Home News Project to make local languages acceptable on internet takes off

Project to make local languages acceptable on internet takes off


The Association of African Universities (AAU) and the Internet Corporation for Assigned Names and Numbers (ICANN) are implementing a project that seeks to make internet more accessible, open, and inclusive in Africa.

The Universal Acceptance (AU) Readiness in African Universities Project, which was launched in Accra on Thursday, seeks to develop systems that would support the ability of internet users in Africa to browse the internet using their own local languages.

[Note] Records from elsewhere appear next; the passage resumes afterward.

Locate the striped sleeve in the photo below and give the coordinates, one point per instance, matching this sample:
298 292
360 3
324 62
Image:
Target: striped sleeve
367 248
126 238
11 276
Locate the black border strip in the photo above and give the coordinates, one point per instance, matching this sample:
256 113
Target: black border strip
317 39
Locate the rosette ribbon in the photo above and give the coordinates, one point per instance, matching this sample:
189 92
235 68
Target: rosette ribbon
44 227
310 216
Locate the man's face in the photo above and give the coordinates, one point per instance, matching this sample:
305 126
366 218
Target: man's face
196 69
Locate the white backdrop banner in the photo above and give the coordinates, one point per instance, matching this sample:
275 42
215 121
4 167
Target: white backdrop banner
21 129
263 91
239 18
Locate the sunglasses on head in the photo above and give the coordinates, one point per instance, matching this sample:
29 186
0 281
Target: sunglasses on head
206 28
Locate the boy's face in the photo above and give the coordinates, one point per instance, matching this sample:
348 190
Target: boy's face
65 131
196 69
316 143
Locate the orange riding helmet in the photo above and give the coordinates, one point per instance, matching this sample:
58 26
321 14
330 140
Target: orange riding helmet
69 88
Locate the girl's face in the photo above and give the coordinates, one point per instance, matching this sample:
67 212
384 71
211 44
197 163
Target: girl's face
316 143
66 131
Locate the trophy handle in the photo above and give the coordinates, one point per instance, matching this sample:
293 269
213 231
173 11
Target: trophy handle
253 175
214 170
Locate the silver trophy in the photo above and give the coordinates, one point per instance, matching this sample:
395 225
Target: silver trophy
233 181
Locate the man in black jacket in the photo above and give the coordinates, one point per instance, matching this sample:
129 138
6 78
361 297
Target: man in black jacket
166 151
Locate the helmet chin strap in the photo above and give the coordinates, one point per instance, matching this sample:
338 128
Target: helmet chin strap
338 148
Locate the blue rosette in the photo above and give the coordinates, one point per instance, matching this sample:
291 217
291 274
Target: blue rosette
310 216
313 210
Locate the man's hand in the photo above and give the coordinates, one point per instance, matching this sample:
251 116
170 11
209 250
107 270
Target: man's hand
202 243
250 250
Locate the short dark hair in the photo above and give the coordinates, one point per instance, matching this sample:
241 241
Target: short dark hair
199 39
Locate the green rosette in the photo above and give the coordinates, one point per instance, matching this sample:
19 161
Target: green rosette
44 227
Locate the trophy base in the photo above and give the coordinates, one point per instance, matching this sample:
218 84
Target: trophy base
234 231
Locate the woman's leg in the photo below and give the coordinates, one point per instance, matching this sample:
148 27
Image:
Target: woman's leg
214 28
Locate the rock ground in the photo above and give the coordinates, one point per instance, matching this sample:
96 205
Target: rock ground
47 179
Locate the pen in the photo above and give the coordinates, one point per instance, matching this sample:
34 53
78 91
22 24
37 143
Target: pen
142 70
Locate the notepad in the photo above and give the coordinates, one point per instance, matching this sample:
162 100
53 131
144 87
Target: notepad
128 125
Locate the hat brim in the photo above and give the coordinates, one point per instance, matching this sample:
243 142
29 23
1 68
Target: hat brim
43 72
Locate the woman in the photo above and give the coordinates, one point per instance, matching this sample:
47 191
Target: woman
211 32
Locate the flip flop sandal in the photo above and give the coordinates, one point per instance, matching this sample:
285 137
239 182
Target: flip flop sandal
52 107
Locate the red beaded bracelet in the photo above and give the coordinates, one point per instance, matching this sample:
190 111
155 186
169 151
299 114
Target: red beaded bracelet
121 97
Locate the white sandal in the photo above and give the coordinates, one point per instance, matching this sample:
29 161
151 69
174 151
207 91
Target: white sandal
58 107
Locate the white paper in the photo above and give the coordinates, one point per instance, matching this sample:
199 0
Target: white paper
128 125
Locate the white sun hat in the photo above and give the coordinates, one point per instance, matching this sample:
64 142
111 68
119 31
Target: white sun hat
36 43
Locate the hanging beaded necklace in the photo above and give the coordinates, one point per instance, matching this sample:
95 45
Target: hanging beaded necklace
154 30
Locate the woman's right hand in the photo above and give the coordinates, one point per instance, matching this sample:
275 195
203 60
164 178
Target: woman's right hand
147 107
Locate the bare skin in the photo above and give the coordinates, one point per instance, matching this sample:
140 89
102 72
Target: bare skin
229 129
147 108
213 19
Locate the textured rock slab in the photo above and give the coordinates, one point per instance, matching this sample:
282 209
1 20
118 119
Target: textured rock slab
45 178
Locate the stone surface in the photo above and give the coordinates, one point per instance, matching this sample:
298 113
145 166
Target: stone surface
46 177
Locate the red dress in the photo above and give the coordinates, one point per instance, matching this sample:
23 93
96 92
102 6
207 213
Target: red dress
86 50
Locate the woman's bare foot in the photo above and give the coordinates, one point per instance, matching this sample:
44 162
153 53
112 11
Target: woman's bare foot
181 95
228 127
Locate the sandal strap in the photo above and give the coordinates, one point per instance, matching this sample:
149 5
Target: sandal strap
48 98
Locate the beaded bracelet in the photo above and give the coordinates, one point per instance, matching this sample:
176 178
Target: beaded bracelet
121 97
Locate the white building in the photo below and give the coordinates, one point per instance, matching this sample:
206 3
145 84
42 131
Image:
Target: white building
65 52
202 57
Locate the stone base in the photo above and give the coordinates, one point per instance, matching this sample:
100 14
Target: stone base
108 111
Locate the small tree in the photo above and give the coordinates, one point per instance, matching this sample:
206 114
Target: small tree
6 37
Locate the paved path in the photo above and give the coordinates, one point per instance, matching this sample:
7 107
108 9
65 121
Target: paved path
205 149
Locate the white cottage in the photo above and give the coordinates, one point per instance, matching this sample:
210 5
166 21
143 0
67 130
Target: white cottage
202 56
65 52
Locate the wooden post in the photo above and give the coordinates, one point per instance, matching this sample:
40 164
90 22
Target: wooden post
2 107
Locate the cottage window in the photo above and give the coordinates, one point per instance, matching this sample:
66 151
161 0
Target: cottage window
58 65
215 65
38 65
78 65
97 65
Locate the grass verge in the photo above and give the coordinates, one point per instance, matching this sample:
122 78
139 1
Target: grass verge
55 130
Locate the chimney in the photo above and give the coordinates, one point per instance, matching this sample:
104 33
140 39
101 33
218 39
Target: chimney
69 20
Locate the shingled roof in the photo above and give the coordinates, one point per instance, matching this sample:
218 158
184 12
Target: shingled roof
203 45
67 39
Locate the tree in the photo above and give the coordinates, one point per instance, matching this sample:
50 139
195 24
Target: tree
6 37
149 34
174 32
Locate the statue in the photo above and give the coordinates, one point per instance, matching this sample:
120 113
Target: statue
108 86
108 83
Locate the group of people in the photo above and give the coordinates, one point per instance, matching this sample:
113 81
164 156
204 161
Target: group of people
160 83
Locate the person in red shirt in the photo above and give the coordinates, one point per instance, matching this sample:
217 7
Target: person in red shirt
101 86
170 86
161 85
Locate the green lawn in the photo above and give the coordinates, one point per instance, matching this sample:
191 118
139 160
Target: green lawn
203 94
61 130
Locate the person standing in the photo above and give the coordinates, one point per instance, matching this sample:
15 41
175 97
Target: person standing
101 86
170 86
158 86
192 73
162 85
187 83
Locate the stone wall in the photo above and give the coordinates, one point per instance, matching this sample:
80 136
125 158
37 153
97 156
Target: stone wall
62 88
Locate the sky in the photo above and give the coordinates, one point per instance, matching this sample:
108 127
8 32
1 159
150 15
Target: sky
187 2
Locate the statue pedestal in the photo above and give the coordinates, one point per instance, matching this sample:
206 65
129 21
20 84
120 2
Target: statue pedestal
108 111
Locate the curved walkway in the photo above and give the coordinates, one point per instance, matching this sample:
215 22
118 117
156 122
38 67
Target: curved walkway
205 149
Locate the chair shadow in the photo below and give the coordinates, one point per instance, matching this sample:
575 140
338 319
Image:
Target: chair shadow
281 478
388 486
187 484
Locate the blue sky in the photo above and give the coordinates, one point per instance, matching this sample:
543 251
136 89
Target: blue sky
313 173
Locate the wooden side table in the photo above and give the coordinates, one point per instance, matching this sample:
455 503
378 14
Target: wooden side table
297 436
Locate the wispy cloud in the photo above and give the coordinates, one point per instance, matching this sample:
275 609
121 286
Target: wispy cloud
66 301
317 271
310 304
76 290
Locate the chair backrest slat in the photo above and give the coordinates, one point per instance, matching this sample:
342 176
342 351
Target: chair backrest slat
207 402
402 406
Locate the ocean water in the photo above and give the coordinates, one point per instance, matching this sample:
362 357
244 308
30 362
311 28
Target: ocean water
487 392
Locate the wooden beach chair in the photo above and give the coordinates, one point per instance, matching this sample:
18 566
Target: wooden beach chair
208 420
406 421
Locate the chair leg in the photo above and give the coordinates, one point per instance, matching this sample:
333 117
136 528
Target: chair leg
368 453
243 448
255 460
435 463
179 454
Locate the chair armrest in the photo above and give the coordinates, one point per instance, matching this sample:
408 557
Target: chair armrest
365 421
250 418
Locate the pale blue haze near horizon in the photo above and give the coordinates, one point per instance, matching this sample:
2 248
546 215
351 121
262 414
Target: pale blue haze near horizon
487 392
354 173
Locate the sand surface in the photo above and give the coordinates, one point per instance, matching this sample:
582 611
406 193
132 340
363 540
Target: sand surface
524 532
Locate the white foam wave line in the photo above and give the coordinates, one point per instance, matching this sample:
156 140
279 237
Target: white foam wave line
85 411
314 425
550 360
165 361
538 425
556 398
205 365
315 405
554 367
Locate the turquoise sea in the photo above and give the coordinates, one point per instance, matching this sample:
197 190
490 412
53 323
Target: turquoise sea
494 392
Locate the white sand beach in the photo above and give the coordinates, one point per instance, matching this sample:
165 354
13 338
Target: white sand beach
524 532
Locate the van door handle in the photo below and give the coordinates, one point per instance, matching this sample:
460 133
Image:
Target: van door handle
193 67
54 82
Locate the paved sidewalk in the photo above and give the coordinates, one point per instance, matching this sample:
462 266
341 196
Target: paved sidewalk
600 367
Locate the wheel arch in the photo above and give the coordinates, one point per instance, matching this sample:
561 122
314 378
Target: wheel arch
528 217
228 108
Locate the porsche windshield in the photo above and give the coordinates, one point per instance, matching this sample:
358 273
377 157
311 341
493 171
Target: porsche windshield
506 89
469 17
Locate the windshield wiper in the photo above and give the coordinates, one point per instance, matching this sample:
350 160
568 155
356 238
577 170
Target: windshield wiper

The Project seeks to equip African universities and research centres to develop the scripts and make local languages inter-operable on the internet.

Speaking to journalists at the launch, Mr Pierre Danjinou, the Vice President of Global Stakeholder Engagement for Africa – ICANN, expressed concern that millions of people on the continent were not using the internet.

He said the Project would help to address the language barrier and make it possible for individuals who could not communicate in English or French use the internet.

Mr Danjinou said the Project would also ensure that data generated in Africa stayed within the continent.
“In Africa, there are more than 2,500 different languages. What it means is that if we are able to work on those scripts, local languages will be on the internet.

“In that case, you will search using your own local language. This means that people who have a difficulty in English can use their own local language,” he said.

Reverend John Ntim Fodjour, the Deputy Minister of Education, welcomed the Project, saying it would help to address equity aspects of internet access through enabling protocols and principles that promoted a “multilingual Internet”.
He said it was important that young people, computer science students, IT staff and related professionals were not left behind in the developments of the internet industry.

“For our case in Ghana and Africa, Universal Acceptance and Email Address Internationalization will ensure that our email mailbox names can use characters in local languages and scripts,” Rev. Fodjour said.

Professor Olusola Bandele Oyewole, Secretary General of AAU, said the Project would help to strengthen the accessibility of internet across the continent, with a specific focus on making email systems and other communication platforms of Africa’s higher education institutions ready for Universal Acceptance and Email Address Internationalisation.

“AAU is strategically positioned to use its platform of 420 Vice-Chancellors and 420 Information Technology Directors that will champion the required changes to achieve universally accepted email systems, websites and other digital platforms,” he said.